I have discovered the source of the cigar smell. It is being generated by a small air-freshener sitting astride an ancient vending machine. I now find I have more questions than I had previously: What company would manufacture an air-freshener that smells like a Swisher Sweets? Furthermore, what kind of patron opts for the “eau de cigar” over, say, Lavender Breeze, or Vanilla Heaven? Finally, in what kind of musky hell is the aroma of a spent convenience store cigar an improvement over the original stench? These questions I dare not breach for fear of the answers.

I am beginning to realize how awkward I must look — crumpled overtop of a chair, partaking in the entirely emasculating task of writing in something that looks like a diary. The two mechanics are talking to each other, and, as if I am eighteen all over again, I am struck with the sudden fear of being called a nerd; back to the days of high school and college where being caught reading a novel not assigned by a teacher could get one relegated to the ghettos of the “Unpopular Table.” Where anything that you did was scrutinized, tested, prodded, and subjected to a litmus test of “brosimilitude.” Everything must feed into that man-ethos: video games, and slightly delirious, ball-grabbingly uncouth jokes that must be told over and over and over.
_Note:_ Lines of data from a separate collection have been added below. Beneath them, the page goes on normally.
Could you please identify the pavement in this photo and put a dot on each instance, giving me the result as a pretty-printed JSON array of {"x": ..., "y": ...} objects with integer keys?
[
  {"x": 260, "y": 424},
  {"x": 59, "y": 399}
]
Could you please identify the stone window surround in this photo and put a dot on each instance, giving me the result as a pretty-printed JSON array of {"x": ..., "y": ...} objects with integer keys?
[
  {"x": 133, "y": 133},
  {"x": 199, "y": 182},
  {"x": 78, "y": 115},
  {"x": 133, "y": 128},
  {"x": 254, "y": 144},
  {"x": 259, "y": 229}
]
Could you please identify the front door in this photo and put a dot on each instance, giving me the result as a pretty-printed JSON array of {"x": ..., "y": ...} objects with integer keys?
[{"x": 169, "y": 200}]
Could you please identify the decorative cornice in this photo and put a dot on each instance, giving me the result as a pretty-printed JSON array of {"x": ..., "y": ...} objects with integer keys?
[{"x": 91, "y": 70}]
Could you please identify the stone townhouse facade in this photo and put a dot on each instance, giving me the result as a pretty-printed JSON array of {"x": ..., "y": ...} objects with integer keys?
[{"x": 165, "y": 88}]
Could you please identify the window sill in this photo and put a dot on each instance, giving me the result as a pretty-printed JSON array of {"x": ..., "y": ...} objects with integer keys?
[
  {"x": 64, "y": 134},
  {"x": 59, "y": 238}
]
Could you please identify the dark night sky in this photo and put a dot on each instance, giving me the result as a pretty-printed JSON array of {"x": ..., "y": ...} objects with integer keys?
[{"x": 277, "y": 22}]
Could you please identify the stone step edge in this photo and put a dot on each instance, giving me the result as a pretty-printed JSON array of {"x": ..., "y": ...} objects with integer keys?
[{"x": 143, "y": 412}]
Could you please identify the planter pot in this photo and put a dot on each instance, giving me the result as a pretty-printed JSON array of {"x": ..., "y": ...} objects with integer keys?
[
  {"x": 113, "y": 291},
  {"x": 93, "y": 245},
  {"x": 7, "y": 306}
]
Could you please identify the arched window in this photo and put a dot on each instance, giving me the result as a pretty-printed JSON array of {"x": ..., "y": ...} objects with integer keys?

I hastily tuck my journal away, and go about doing something more mind-numbing and drab: I turn on the boob-tube.

The TV turns on with the satisfying pop of cathode ray tubing heating up. The picture warbles, then the noise drowns out, and gives way to sweet undiluted picture. ESPN, baby. SportsCenter. What’s up with the Phils? In-depth look at the NBA playoffs. Gridiron. Steroids. Sex, sex, sex. Who’s going to win the west? MVP candidates. Stats, scores, analysis. Cold hard facts and figures. Pasty white guys in glasses and bad suits. Women in sex-kitten, business-chic. Sex. Commercials. Beer commercials. Here comes the Silver Bullet. Areolae perk beneath painted-on wife-beaters. Who needs a woman when you have your favorite lite beer? Nutri-system. Viagra. Guy stuff. SportsCenter.

I get lost in the programming. I am so inundated with OBPs and SoGs and triple-doubles and breasts that I almost don’t hear the hood to my car shutting. My car is done, but my mind is still riding the bibulous carousel of cleavage. I open the cell door and walk through, where my friend, the pissed mechanic, is frowning at the checklist in his hands the same way a doctor might check vital charts. I know what he expects — it is something of a ritual between man and mechanic — the obligatory “once-over,” pointing out obscure and seemingly irrelevant gaskets, cogs, and other whatsits. A sign of masculinity achieved and maintained. Cars, sports, tits: the trifecta of testosterone.

I duck from the obligation, ready to get on my way back home to read a book, and write a story. I thank him and enter my car without much more than what is deemed polite, but I would not even know where to start in this charade. I drive away from the waiting cell. I drive away from the drunk man, mumbling in basso profundo, "let me be, let me be," as he nurses his aching soul, drowned by cirrhosis, aching with priapism, and lost among vainglorious virtues that are inherently empty and mindless.